Nick Sabalausky a at a.a
Sat Dec 6 20:43:03 PST 2008


"Robert Fraser" <fraserofthenight at gmail.com> wrote in message 
news:ghcj02$2kpi$1 at digitalmars.com...
> Gregor Richards wrote:
>> Robert Fraser wrote:
>>> Gregor Richards wrote:
>>>> I ran into a situation where I needed (essentially) the visitor 
>>>> pattern, but the visitor pattern sucks, so I wanted to make something 
>>>> like class extensions instead (that is, methods added to a class 
>>>> outside of the class definition).
>>>>
>>>> Of course, it's not possible to do this particularly cleanly, but I 
>>>> made a system that works (albeit using gross string mixins). 
>>>> Essentially, if you have a class A, class B : A, class C : B, you could 
>>>> do something like this:
>>>>
>>>> mixin(extensions("A", "void", "doFoo", "", ""));
>>>>
>>>> mixin(extend("A", "doFoo"));
>>>> void A_doFoo(A pthis) {
>>>>     /* method for A */
>>>> }
>>>>
>>>> mixin(extend("B", "doFoo"));
>>>> void B_doFoo(B pthis) {
>>>>     /* method for B */
>>>> }
>>>>
>>>> Then if you call doFoo(new A()) the call will become A_doFoo(new A()), 
>>>> if you call doFoo(new B()) the call will become B_doFoo(new B()), if 
>>>> you call doFoo(new C()) the call will become B_doFoo(new C()).
>>>>
>>>> If anybody has some improvements, that'd be cool. Maybe you can get rid 
>>>> of the dependence on string mixins ... but I don't think templates 
>>>> quite cut it.
>>>>
>>>>  - Gregor Richards
>>>>
>>>
>>> Pretty cool stuff, but I don't see how this is at all better than the 
>>> visitor pattern. It is not checked at compile-time (so if you forget to 
>>> implement one part of the hierarchy, you won't find that out until 
>>> runtime) and it's likely less efficient, especially for large enough 
>>> hierarchies (i.e. syntax trees). Where's the happy?
>>
>> The visitor pattern requires annotating every class in the hierarchy. 
>> That's what annoys me about it. I'd like my AST nodes to just be AST 
>> nodes.
>>
>> Yes, calling a function is less efficient.

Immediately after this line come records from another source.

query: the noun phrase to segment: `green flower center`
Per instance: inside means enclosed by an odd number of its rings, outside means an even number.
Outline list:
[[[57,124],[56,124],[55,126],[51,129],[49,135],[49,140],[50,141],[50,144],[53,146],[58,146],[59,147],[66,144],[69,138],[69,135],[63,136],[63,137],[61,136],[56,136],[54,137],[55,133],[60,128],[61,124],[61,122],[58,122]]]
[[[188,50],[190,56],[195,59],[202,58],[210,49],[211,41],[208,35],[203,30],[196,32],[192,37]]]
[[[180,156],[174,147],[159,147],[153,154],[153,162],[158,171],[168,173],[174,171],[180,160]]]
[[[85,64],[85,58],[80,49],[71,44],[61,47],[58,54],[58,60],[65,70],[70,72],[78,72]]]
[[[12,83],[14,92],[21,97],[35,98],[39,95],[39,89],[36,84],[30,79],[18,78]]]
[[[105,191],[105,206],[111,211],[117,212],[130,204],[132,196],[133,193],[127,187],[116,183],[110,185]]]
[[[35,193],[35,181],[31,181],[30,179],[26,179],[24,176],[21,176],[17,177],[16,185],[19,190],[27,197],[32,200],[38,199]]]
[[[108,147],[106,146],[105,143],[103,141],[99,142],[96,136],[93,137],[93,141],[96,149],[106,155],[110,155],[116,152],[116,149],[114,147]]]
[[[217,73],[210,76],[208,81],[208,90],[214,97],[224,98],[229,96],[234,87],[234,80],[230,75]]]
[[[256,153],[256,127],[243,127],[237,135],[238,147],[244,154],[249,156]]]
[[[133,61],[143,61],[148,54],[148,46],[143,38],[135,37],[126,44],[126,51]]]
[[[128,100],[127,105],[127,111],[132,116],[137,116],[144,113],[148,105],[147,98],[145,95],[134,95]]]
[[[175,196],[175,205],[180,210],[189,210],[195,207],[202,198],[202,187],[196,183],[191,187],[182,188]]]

It can probably be improved, 
>> I'm just not sure how yet :P
>>
>> Plus, of course, although the visitor pattern is the example I gave, this 
>> is a more general mechanism.
>>
>>  - Gregor Richards
>
> I agree that this has other uses, so mad props for making it.
>
> For the visitor pattern, I wish there was a "dynamic" type like in C#4. 
> This way, each node needs only to be annotated once for visitors, no 
> matter what they return (with variadic arguments used for parameters, 
> too).
>

I'd rather have a type that all other types derive from. Sort of like 
"Object" (or is it "object"?), but serves as the base type for all types, 
not just classes. Not sure if this would be possible though (having vtables 
for every int and char in the program doesn't sound like a good idea ;) ).

> Unrelated (but the main reason I use visitors), I wish D could allow could 
> declaring a virtual function in the class definition but implement it 
> elsewhere (a la C++). So...
>
> module1.d:
> ----------
> module module1;
> class A { int foo(int x); }
>
> module 2.d:
> -----------
> module module2;
> import module1;
> int A.foo(int x) { return x; }

Sounds like you're thinking of something like C#'s partial classes, but with 
the ability to say "Compiling should fail if I've forgotten to define bodies 
for any of the following functions"?